A few years ago, Orion Magazine ran some long-lost, unpublished missives from Ed Abbey to various recipients on sundry topics: his family about the mundane, a Tucson newspaper decrying a new police helicopter as another step toward an authoritarian state, and the University of Georgia in response to criticism of Earth First! and The Monkey Wrench Gang, which is posted here. Given the world’s current preoccupation with the word “terrorism,” it’s interesting to see Abbey tackle it three decades ago and even more interesting to consider Abbey’s defense that the book is simply fiction and not to be confused with actions in the real world. Disingenuous, given his role in Earth First!? Something to consider.
Eugene C. Hargrove, Editor,
Environmental Ethics, University of Georgia
3 November 1982
Dear Mr. Hargrove:
Thank you for inviting me to respond to your editorial re Earth First! and The Monkey Wrench Gang:
So far as I know, Earth First! as an organization—though it’s more a spontaneous grouping than an organization, having neither officers nor by-laws—is not “pledged to ecological sabotage.” If Newsweek said that, Newsweek is hallucinating (again). We are considering acts of civil disobedience, in the usual sense of that term, when and where they might be useful. For example, when and if the Getty Oil Co attempts to invade the Gros Ventre wilderness (Wyoming) with bulldozers, we intend to peaceably assemble and block the invasion with guitars, American flags, live human bodies and maybe an opposing D-9 tractor. If arrested, we shall go to jail, pay the fines and try again. We invite your readers to join us. A good time will be had by all.
As for that book, please note that The Monkey Wrench Gang is a novel, a work of fiction and—I like to think—a work of art. It would be naive to read it as a tract, a program for action or a manifesto. The book is a comedy, with a happy ending. It was written to entertain, to inspire tears and laughter, to amuse my friends and to aggravate our enemies. (Aggravate their ulcers.) So far, about a half million readers seem to have found that approach appealing.
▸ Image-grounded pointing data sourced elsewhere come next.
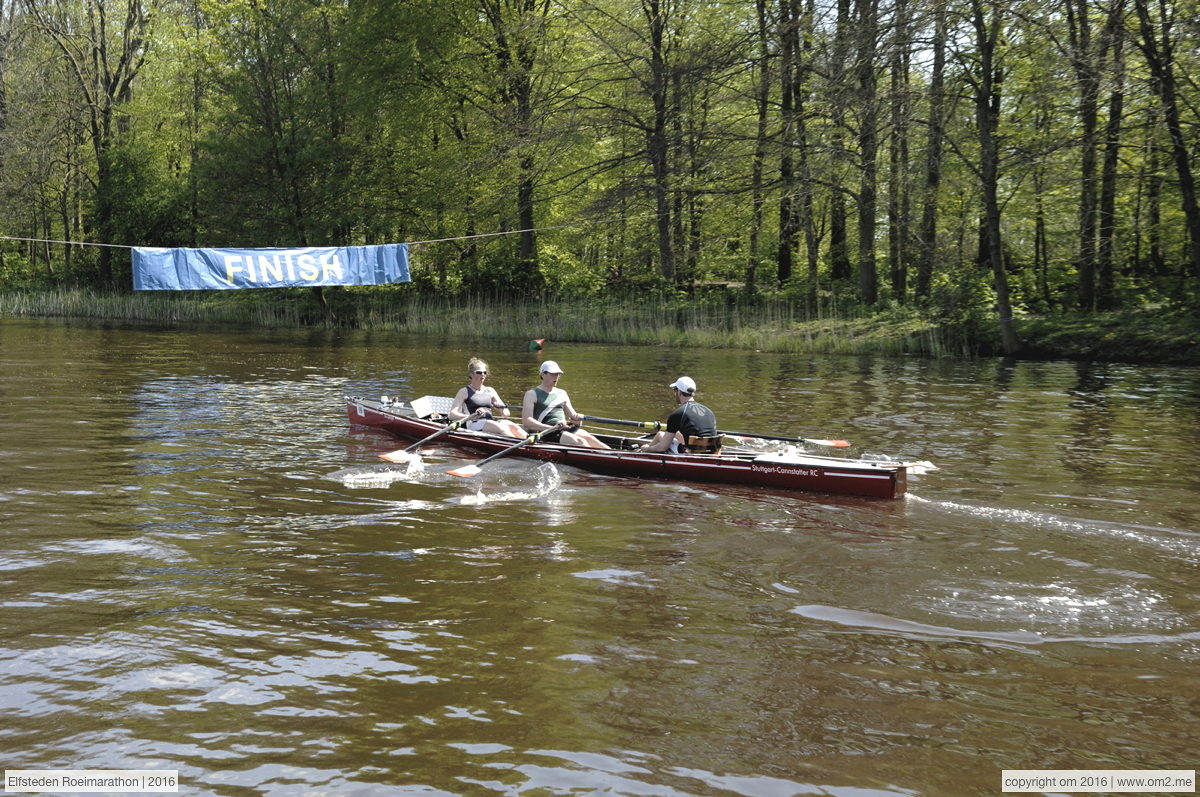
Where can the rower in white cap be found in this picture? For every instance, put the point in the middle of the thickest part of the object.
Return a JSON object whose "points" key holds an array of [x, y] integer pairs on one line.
{"points": [[691, 419], [547, 405]]}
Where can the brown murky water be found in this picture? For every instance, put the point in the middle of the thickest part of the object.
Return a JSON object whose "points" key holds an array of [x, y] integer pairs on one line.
{"points": [[197, 574]]}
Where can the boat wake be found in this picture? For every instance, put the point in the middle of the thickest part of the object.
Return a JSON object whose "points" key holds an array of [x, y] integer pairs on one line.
{"points": [[378, 477], [1175, 540], [549, 480]]}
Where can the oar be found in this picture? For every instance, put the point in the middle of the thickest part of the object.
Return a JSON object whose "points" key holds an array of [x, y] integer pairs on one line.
{"points": [[640, 424], [403, 456], [472, 469], [789, 439], [657, 426]]}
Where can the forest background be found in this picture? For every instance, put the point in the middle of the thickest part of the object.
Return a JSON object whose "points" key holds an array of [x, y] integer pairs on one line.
{"points": [[966, 175]]}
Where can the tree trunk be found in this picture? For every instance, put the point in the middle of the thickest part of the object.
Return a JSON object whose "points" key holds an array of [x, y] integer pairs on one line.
{"points": [[928, 243], [868, 145], [1085, 61], [898, 160], [987, 119], [658, 145], [1161, 58], [789, 47], [1108, 298]]}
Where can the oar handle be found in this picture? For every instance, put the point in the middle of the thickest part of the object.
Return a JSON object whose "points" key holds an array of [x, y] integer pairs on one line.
{"points": [[639, 424], [449, 427], [532, 438], [786, 439]]}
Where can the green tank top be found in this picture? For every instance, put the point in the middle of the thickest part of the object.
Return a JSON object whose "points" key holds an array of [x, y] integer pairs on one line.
{"points": [[555, 400]]}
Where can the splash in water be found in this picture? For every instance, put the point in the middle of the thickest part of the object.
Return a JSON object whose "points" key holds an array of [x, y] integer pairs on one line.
{"points": [[378, 477], [549, 480]]}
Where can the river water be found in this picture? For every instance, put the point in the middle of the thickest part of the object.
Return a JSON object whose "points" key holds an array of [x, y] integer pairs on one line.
{"points": [[204, 568]]}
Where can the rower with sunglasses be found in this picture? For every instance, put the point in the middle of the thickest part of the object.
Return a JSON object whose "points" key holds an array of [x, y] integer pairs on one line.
{"points": [[484, 400], [547, 405]]}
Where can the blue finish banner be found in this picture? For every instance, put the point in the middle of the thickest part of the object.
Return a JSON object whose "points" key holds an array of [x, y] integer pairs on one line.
{"points": [[221, 269]]}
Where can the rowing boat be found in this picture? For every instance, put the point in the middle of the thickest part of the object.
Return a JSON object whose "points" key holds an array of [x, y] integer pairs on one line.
{"points": [[785, 468]]}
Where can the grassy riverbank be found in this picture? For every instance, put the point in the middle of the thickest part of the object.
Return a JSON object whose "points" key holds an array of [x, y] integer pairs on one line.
{"points": [[1151, 335]]}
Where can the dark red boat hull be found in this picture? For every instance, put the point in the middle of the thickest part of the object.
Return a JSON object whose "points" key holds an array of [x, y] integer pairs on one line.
{"points": [[804, 472]]}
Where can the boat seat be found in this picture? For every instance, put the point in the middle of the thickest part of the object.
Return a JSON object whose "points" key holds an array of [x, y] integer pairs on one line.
{"points": [[706, 444]]}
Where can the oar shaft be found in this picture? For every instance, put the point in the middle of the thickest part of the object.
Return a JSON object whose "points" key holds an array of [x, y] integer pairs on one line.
{"points": [[451, 426], [787, 439], [532, 438]]}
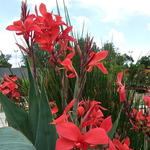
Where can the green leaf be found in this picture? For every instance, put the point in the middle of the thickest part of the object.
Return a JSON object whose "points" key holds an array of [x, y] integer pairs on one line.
{"points": [[46, 133], [115, 125], [11, 139], [33, 103], [15, 115]]}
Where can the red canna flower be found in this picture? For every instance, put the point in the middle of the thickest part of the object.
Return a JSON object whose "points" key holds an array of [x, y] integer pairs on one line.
{"points": [[95, 58], [121, 88], [107, 124], [147, 101], [139, 115], [124, 145], [64, 117], [71, 137], [67, 63], [26, 27], [93, 115], [8, 87]]}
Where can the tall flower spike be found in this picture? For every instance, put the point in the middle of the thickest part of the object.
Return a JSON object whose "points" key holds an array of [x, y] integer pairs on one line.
{"points": [[95, 61], [71, 137], [121, 88]]}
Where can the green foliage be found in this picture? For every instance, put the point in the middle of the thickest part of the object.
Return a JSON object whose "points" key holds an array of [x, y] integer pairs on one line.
{"points": [[14, 140], [34, 124], [4, 60], [145, 60]]}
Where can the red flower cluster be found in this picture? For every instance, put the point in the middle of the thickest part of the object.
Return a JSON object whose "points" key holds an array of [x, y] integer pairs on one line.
{"points": [[9, 87], [91, 132], [121, 88], [45, 30]]}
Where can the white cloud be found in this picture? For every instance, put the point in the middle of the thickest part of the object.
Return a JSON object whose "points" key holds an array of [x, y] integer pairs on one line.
{"points": [[116, 36], [115, 10], [81, 19], [50, 4]]}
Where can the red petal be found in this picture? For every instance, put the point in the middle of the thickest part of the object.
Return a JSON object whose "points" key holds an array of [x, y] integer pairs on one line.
{"points": [[127, 141], [69, 131], [64, 144], [107, 124], [54, 110], [69, 106], [100, 56], [111, 145], [60, 119], [119, 78], [96, 136], [6, 91], [43, 9], [102, 68]]}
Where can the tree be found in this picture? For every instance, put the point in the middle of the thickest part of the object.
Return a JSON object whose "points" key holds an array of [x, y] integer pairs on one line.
{"points": [[4, 60]]}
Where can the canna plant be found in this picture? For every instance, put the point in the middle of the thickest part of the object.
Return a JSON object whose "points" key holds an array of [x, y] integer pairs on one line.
{"points": [[81, 124]]}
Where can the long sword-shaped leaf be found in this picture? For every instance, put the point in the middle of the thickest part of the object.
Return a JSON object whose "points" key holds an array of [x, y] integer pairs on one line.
{"points": [[15, 115], [115, 125], [46, 134], [33, 103], [11, 139]]}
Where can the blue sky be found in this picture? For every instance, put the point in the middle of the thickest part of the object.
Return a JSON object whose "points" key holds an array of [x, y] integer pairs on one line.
{"points": [[124, 22]]}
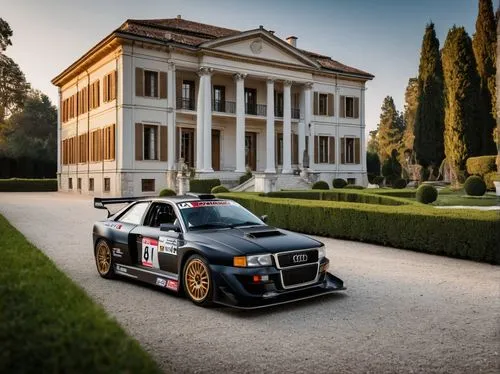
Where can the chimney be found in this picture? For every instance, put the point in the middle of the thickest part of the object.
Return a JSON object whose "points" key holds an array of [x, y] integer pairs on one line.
{"points": [[292, 40]]}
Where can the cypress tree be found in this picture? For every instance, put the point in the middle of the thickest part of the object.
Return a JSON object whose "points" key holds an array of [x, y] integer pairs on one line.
{"points": [[429, 118], [462, 138], [484, 45], [389, 131]]}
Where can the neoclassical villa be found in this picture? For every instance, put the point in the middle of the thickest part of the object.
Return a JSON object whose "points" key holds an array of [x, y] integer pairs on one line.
{"points": [[156, 92]]}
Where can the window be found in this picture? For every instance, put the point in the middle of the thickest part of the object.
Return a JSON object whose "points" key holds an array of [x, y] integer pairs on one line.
{"points": [[150, 142], [219, 98], [323, 100], [150, 83], [148, 185], [107, 184], [134, 214]]}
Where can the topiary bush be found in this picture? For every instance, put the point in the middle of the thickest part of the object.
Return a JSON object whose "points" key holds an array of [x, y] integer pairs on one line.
{"points": [[167, 192], [399, 183], [219, 189], [475, 186], [426, 194], [320, 185], [339, 183]]}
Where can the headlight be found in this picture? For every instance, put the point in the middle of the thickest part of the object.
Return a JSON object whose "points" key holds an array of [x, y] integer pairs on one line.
{"points": [[321, 252], [253, 261]]}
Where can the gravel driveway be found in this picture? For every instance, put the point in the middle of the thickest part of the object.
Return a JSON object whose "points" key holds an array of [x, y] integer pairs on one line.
{"points": [[402, 312]]}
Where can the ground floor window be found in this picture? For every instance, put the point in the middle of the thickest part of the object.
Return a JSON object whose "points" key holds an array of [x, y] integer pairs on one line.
{"points": [[148, 185]]}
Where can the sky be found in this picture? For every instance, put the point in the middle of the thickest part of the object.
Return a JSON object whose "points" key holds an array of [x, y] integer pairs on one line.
{"points": [[382, 37]]}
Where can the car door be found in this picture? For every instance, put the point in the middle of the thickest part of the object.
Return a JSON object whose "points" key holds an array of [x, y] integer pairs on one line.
{"points": [[158, 249]]}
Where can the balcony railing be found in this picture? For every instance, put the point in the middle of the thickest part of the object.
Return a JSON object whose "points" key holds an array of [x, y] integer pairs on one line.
{"points": [[224, 106], [185, 103]]}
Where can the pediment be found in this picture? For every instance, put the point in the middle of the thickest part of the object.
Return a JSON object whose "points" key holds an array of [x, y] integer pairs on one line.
{"points": [[261, 45]]}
The book does not condone terrorism in any form. Let’s have some precision in language here: terrorism means deadly violence—for a political and/or economic purpose—carried out against people and other living things, and is usually conducted by governments against their own citizens (as at Kent State, or in Vietnam, or in Poland, or in most of Latin America right now), or by corporate entities such as J. Paul Getty, Exxon, Mobil Oil, etc etc., against the land and all creatures that depend upon the land for life and livelihood. A bulldozer ripping up a hillside to strip mine for coal is committing terrorism; the damnation of a flowing river followed by the drowning of Cherokee graves, of forest and farmland, is an act of terrorism.
Sabotage, on the other hand, means the use of force against inanimate property, such as machinery, which is being used (e.g.) to deprive human beings of their rightful work (as in the case of Ned Ludd and his mates); sabotage (le sabot dropped in a spinning jenny)—for whatever purpose—has never meant and has never implied the use of violence against living creatures. The characters in Monkey Wrench engage in industrial sabotage in order to defend a land they love against industrial terrorism.
They do this only when it appears that in certain cases and places all other means of defense of land and life have failed and that force—the final resort—becomes morally justified. Not only justified but a moral obligation, as in the defense of one’s own life, one’s own family, one’s own home, one’s own nature, against a violent assault.
Such is the basis of my characters’ rationale in The Monkey Wrench Gang. How the reader chooses to interpret all this is the reader’s business. And if the reader is impelled to act out in real life the exploits of Doc, Bonnie, Slim & Hayduke, that too is a matter for decision by the individual conscience. But first and last, it should be remembered that the book is fiction, make-believe, a story and no more than a story.
As for my own views on environmental ethics, I have tried to state them explicitly in the essay form: see The Journey Home (1977), Abbey’s Road (1979), and Down the River (1982).